# Do you refresh old chew bones?



## Taz Monkey (Feb 25, 2007)

I don't think I'd let my dogs eat anything that was soaked in bleach, but that's just me.


----------



## DNL2448 (Feb 13, 2009)

Taz Monkey said:


> I don't think I'd let my dogs eat anything that was soaked in bleach, but that's just me.


They were well rinsed. Washed and boiled.

I would never do anything to endanger my dogs. :no:


----------



## CarolinaCasey (Jun 1, 2007)

I know what you mean about having nylabones all over the house. You don't realize how many you have until you clean the yard, look under every piece of furniture... you're not kidding about the $100 worth of bones!!

We'll soak them and scrub them/dishwasher to get them clean. They are always interested in the regular bone shaped nylabone- they aren't always thrilled with the other shapes such as dinosaur or the round green ended one. Sometimes we'll rub a little peanut butter on it or just forget it and leave it in the toy basket. Those ones usually get carried around to greet people but they seldom chew on those ones.

We only toss them if they're too small and are dangerous to have in the house.


----------



## DNL2448 (Feb 13, 2009)

A dishwasher would make the process easier, but alas, we don't have one.


----------



## RedDogs (Jan 30, 2010)

I'll usually just scrub them well. I would be concerned about hot/boiling water degrading the plastic on products not specifically labeled to be washed that way. 

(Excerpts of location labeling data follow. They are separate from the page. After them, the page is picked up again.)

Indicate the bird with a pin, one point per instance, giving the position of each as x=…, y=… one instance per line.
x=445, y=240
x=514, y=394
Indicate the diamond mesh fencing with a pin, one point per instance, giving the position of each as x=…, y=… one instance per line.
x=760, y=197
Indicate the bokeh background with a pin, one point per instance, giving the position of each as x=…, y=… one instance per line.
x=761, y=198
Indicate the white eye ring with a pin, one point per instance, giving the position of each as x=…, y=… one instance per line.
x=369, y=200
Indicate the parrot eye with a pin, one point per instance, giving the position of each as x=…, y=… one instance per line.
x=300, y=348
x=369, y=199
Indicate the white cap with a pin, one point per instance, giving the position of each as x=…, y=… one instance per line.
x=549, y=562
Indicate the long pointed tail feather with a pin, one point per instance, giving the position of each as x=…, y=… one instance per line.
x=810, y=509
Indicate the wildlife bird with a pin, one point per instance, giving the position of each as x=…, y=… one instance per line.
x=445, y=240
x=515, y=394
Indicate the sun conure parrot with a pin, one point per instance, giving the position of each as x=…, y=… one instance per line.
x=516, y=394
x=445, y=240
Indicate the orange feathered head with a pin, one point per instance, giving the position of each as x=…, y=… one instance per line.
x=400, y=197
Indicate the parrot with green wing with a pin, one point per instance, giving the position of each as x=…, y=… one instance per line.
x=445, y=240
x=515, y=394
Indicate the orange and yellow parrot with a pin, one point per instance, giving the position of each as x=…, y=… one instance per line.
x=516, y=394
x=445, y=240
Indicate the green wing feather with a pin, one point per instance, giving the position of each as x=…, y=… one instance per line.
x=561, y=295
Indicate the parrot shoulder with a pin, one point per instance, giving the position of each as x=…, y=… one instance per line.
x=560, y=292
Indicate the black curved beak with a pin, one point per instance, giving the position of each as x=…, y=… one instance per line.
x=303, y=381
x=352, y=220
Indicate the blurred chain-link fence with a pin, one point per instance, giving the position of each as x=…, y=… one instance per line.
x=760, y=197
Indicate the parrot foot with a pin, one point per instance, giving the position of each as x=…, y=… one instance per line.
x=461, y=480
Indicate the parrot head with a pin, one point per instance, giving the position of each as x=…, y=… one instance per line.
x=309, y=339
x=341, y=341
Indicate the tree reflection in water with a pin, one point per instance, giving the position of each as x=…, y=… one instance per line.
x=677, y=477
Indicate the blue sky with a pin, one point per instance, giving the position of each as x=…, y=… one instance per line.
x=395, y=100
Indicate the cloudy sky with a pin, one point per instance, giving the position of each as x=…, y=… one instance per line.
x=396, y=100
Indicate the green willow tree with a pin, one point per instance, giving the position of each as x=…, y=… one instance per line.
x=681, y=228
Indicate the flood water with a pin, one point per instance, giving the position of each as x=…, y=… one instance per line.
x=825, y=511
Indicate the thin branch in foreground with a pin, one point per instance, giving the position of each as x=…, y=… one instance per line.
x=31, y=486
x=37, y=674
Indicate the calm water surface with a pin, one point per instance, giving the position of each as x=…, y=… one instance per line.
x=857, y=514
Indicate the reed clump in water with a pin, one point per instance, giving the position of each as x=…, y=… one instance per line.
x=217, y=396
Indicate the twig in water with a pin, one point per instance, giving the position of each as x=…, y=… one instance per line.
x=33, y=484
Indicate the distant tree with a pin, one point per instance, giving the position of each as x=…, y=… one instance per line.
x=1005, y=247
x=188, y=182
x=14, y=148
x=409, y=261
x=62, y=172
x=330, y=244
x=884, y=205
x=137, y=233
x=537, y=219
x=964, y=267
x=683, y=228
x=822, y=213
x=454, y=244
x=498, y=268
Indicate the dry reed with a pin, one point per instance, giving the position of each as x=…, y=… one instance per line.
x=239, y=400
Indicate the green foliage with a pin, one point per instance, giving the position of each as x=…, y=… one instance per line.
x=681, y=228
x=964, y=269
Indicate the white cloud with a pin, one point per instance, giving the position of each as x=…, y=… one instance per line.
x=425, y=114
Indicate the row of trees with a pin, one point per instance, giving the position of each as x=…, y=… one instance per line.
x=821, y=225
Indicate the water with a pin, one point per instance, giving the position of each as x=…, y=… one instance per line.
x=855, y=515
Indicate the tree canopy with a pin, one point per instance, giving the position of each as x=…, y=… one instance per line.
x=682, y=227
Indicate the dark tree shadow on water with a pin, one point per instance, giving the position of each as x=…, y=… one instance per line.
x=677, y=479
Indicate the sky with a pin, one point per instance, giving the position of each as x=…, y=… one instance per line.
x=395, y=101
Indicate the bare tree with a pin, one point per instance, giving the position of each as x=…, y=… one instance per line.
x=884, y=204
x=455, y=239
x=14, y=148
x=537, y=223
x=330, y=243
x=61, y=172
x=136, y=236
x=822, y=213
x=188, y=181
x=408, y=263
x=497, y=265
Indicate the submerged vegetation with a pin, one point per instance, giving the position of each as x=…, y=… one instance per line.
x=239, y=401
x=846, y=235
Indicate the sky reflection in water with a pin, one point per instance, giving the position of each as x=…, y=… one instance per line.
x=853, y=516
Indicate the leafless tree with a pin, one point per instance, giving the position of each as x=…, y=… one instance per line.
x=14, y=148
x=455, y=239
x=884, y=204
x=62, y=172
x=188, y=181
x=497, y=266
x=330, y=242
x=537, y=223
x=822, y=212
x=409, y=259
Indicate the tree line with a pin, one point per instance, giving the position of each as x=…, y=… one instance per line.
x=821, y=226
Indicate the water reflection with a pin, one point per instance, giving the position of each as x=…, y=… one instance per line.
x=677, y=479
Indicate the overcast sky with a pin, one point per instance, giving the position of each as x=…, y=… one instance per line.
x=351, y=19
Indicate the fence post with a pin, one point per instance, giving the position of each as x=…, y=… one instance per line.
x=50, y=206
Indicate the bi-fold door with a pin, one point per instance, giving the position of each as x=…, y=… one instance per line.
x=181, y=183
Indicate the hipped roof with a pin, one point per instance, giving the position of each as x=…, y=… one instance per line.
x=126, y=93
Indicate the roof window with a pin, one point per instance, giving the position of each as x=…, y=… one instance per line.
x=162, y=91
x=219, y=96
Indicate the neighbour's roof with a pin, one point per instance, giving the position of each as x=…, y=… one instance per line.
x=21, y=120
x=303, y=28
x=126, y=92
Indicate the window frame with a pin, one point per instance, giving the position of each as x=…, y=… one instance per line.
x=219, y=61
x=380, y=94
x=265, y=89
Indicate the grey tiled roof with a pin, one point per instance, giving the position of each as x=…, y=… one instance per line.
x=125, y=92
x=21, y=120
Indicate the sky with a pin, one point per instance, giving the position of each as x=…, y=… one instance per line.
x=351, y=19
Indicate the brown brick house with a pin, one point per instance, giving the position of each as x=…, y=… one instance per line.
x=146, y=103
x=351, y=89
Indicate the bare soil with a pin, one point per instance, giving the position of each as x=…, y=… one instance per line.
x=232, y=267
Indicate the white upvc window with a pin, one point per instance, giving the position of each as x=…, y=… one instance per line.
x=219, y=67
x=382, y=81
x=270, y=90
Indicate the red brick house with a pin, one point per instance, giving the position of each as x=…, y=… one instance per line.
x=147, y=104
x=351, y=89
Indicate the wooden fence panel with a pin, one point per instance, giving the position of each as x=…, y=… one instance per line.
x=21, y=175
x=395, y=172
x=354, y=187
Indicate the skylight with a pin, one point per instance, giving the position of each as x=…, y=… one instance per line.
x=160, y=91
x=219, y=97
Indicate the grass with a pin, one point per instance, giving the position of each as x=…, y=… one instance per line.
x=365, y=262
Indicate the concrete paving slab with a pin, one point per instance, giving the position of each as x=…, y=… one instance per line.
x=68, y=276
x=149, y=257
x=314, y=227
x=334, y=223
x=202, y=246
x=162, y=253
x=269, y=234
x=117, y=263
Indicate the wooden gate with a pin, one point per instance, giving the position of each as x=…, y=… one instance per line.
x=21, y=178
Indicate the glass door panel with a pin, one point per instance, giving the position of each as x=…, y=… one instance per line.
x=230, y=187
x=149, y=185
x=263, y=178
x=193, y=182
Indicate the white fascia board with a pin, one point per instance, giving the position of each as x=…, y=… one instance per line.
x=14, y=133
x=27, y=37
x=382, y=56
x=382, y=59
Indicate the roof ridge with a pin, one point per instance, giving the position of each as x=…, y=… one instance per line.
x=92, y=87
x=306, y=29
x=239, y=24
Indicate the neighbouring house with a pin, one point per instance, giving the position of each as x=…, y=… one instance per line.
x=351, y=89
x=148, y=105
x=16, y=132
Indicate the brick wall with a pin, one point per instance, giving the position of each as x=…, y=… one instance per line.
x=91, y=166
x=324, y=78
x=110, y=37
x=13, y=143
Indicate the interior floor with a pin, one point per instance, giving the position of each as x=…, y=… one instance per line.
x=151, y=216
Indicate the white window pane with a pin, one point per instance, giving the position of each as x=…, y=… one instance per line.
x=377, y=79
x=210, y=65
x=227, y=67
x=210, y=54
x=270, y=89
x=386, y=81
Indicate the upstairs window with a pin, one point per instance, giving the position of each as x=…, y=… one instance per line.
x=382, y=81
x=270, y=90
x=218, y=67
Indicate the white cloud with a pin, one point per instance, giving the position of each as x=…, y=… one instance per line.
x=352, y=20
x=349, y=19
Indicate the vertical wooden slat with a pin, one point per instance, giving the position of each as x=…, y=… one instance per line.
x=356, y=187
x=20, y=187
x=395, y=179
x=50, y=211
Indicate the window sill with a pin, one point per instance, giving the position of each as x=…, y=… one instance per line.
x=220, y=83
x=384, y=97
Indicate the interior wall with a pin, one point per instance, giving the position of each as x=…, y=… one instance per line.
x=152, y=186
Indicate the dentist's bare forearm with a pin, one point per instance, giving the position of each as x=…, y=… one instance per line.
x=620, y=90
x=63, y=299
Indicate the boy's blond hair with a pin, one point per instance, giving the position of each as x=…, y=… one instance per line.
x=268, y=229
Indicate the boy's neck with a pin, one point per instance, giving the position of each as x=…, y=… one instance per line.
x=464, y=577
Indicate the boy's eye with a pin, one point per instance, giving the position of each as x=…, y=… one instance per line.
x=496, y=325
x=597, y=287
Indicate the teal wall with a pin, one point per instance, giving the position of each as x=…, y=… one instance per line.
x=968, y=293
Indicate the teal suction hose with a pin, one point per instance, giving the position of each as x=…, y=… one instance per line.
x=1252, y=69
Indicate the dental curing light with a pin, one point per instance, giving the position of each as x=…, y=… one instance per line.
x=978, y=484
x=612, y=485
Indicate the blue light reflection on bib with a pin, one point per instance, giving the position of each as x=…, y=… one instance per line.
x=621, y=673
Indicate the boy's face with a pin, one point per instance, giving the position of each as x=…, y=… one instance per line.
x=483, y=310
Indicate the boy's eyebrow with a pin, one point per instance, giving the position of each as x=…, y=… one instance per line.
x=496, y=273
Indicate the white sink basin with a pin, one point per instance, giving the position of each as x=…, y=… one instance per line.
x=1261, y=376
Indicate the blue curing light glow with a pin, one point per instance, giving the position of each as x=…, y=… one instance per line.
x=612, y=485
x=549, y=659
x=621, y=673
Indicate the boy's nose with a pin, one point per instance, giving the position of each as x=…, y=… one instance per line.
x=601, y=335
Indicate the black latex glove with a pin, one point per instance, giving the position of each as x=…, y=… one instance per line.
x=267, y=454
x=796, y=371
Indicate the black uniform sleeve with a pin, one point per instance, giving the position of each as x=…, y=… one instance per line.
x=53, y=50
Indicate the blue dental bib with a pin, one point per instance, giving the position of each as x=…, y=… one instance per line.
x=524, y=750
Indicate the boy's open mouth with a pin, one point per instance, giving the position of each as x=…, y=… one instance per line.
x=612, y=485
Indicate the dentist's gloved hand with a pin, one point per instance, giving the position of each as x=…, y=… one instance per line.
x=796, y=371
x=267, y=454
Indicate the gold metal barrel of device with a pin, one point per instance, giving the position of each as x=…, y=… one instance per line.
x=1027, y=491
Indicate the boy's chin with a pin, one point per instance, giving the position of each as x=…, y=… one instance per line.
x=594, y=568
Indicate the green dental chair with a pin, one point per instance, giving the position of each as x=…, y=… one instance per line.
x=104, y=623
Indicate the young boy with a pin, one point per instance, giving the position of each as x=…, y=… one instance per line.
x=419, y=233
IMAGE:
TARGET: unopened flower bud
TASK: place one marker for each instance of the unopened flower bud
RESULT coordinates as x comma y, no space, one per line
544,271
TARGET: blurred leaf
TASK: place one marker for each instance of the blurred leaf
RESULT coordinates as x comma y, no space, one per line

When things get really nasty I might wash with dish soap, rinse well, and leave outside on a table for a week or two before giving them back to the dogs.


----------



## KatieandAngie (Dec 24, 2008)

Small amounts of bleach won't hurt anything, we keep some in our earthquake kit for water purification just in case it's needed. I've also always heard it's one of the only things that will destroy the Parvo Virus.


----------



## MyJaxson (Jan 5, 2010)

I toss mine all in the washer machine (Jaxson has a lot of stuffies too). The washer makes some funny noises when the bones spin around but other then that they all come out clean. Some stuffies need a day or so to dry out and make the noise again but Jaxson doesnt mind.


----------



## Doodle (Apr 6, 2009)

We soak our in a sink with the hottest tap water and a little detergent (either laundry or dish) for about a half hour, then scrub them, rinse well and let air dry for a few days before putting them in the toy box for the next rotation. I have put them in the top rack of the dishwasher too.


----------



## honeysmum (Dec 4, 2007)

I have never bleached Nylabones or any others it has never occurred to me, just wash then boil in stock and had no problem.


----------



## DNL2448 (Feb 13, 2009)

Some of the bones I found in the yard were pretty nasty. I used the bleach just to make sure no bad germs stayed on them.


----------



## mad deranged women (Mar 26, 2010)

dishwasher works for me :wavey:

i love my dishwasher


----------



## RedDogs (Jan 30, 2010)

KatieandAngie said:


> I've also always heard it's one of the only things that will destroy the Parvo Virus.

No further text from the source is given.